Qdrant Cloud: Free tier covers up to 1M vectors. A codebase would need to be enormous to exceed this.

Pinecone: Free tier: 1 index, 100K vectors. Starter ($8/mo): more indexes. No codebase will exceed free tier vector counts, but you pay for the pod.

Infrastructure Hosting Cost

Component	Shared (use app infra)	Dedicated (self-hosted)	Managed Cloud
Vector store	$0 (pgvector in app DB)	$5–15/mo (Qdrant VPS)	$0–70/mo (free tiers exist)
Metadata store	$0 (app database)	$0 (app database)	$0 (app database)
Embedding	—	$5–20/mo (GPU for Ollama)	$0.02–2/yr (API)
Background jobs	$0 (app job system)	$0 (app job system)	$0 (app job system)

Cost per Preset

Preset	Setup Cost	Monthly Ongoing	Notes
local (InMemory VectorStore + SQLite + Ollama)	$0	$0	Requires local GPU for decent embedding speed. CPU works but slow.
postgresql (pgvector + SQLite + OpenAI)	$0	$0.05–0.50	pgvector for vectors, SQLite for metadata. Good quality, API dependency for embeddings.
production (Qdrant + SQLite + OpenAI)	$0	$0.05–0.50	Qdrant for vectors, SQLite for metadata. Slightly better vector search, more infra.
MySQL / Self-hosted / Enterprise (not yet implemented)	—	—	Aspirational presets. Use :production preset with manual configuration overrides.
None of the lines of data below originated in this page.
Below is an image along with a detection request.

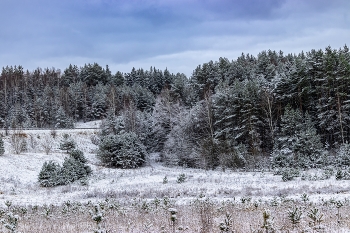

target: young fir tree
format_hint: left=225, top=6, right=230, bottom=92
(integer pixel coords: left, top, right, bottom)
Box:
left=0, top=136, right=5, bottom=155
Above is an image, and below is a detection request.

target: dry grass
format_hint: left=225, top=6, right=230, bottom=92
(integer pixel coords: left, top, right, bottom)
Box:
left=0, top=197, right=350, bottom=233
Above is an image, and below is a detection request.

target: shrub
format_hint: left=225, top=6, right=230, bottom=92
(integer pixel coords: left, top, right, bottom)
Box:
left=97, top=132, right=147, bottom=168
left=38, top=150, right=92, bottom=187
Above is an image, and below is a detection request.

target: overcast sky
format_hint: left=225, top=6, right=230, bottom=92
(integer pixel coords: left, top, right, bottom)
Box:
left=0, top=0, right=350, bottom=76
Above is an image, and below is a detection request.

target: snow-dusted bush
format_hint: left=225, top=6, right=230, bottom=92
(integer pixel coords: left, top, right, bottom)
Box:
left=272, top=107, right=325, bottom=168
left=60, top=134, right=76, bottom=153
left=0, top=136, right=5, bottom=156
left=97, top=132, right=147, bottom=168
left=10, top=131, right=27, bottom=154
left=38, top=150, right=92, bottom=187
left=40, top=135, right=53, bottom=155
left=38, top=161, right=61, bottom=187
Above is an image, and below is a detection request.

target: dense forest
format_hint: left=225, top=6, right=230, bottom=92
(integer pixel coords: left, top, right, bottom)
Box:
left=0, top=46, right=350, bottom=168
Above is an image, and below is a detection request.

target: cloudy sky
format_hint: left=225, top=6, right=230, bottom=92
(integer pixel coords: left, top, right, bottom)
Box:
left=0, top=0, right=350, bottom=76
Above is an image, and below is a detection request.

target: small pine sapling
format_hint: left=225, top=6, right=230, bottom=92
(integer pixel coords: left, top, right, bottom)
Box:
left=288, top=207, right=302, bottom=228
left=261, top=209, right=275, bottom=233
left=307, top=208, right=323, bottom=229
left=168, top=208, right=177, bottom=232
left=0, top=212, right=19, bottom=233
left=60, top=134, right=76, bottom=153
left=176, top=173, right=187, bottom=184
left=89, top=204, right=106, bottom=233
left=219, top=212, right=232, bottom=233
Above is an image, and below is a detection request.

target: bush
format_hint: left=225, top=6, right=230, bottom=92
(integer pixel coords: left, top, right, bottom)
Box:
left=0, top=136, right=5, bottom=156
left=60, top=134, right=76, bottom=153
left=10, top=132, right=27, bottom=154
left=38, top=150, right=92, bottom=187
left=97, top=132, right=147, bottom=168
left=38, top=161, right=61, bottom=187
left=282, top=168, right=300, bottom=182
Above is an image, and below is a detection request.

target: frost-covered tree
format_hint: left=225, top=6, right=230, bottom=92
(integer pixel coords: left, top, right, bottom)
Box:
left=97, top=131, right=147, bottom=168
left=38, top=150, right=92, bottom=187
left=38, top=161, right=61, bottom=187
left=60, top=134, right=76, bottom=153
left=0, top=136, right=5, bottom=156
left=272, top=107, right=326, bottom=168
left=55, top=106, right=74, bottom=129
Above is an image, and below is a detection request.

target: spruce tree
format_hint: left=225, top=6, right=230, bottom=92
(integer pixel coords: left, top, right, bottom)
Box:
left=0, top=136, right=5, bottom=155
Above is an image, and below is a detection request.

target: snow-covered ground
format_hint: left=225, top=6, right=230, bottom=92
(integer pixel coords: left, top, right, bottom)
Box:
left=0, top=122, right=350, bottom=207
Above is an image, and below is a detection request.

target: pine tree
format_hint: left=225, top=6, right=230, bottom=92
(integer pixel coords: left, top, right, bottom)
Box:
left=0, top=136, right=5, bottom=156
left=97, top=132, right=147, bottom=168
left=272, top=107, right=326, bottom=168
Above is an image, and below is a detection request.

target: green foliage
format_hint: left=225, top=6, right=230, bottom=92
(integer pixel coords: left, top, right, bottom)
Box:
left=272, top=107, right=324, bottom=168
left=38, top=161, right=61, bottom=187
left=282, top=168, right=300, bottom=182
left=0, top=212, right=19, bottom=233
left=97, top=132, right=147, bottom=168
left=176, top=173, right=187, bottom=184
left=0, top=136, right=5, bottom=156
left=38, top=150, right=92, bottom=187
left=287, top=207, right=302, bottom=227
left=60, top=134, right=76, bottom=153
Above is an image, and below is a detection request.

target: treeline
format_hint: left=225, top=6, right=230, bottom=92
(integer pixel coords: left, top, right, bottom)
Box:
left=0, top=46, right=350, bottom=167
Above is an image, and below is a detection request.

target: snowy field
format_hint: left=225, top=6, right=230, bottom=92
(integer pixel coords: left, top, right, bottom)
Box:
left=0, top=122, right=350, bottom=232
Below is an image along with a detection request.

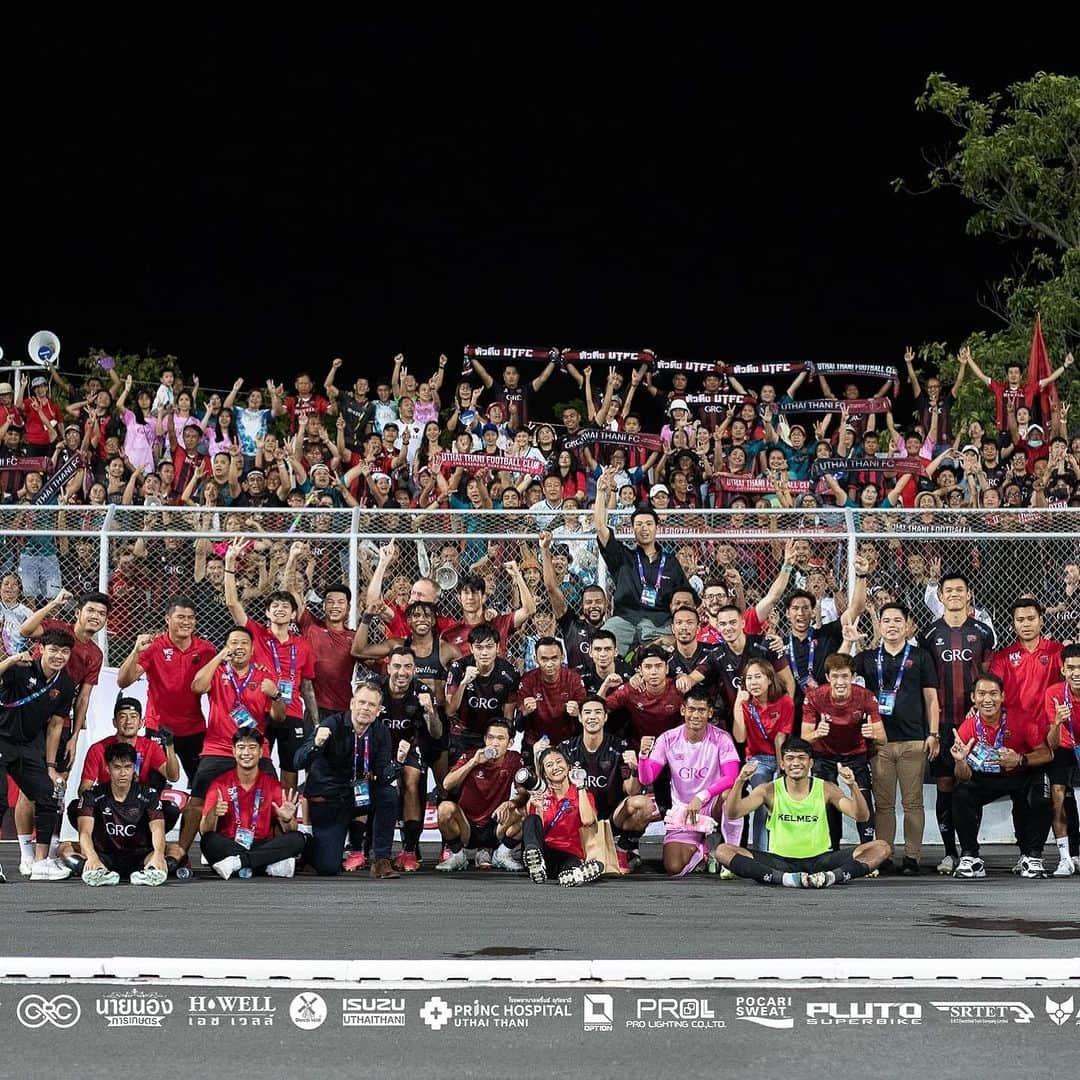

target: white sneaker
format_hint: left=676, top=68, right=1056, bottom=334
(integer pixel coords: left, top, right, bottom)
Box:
left=558, top=859, right=604, bottom=889
left=525, top=848, right=548, bottom=885
left=953, top=855, right=986, bottom=878
left=435, top=849, right=469, bottom=874
left=82, top=866, right=120, bottom=886
left=214, top=855, right=243, bottom=881
left=491, top=847, right=525, bottom=874
left=131, top=866, right=168, bottom=888
left=30, top=859, right=71, bottom=881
The Real Cost: Developer Time

Infrastructure and API costs are noise for single-codebase use. The actual cost is:

Setup time: 1–4 hours depending on preset complexity
Tuning time: 4–20 hours to evaluate embedding models, chunk strategies, and ranking weights
Maintenance time: 1–2 hours/month for monitoring, occasional re-tuning

Choose the preset that minimizes setup and maintenance time for your team's existing infrastructure. The cheapest option is always the one that uses what you already run.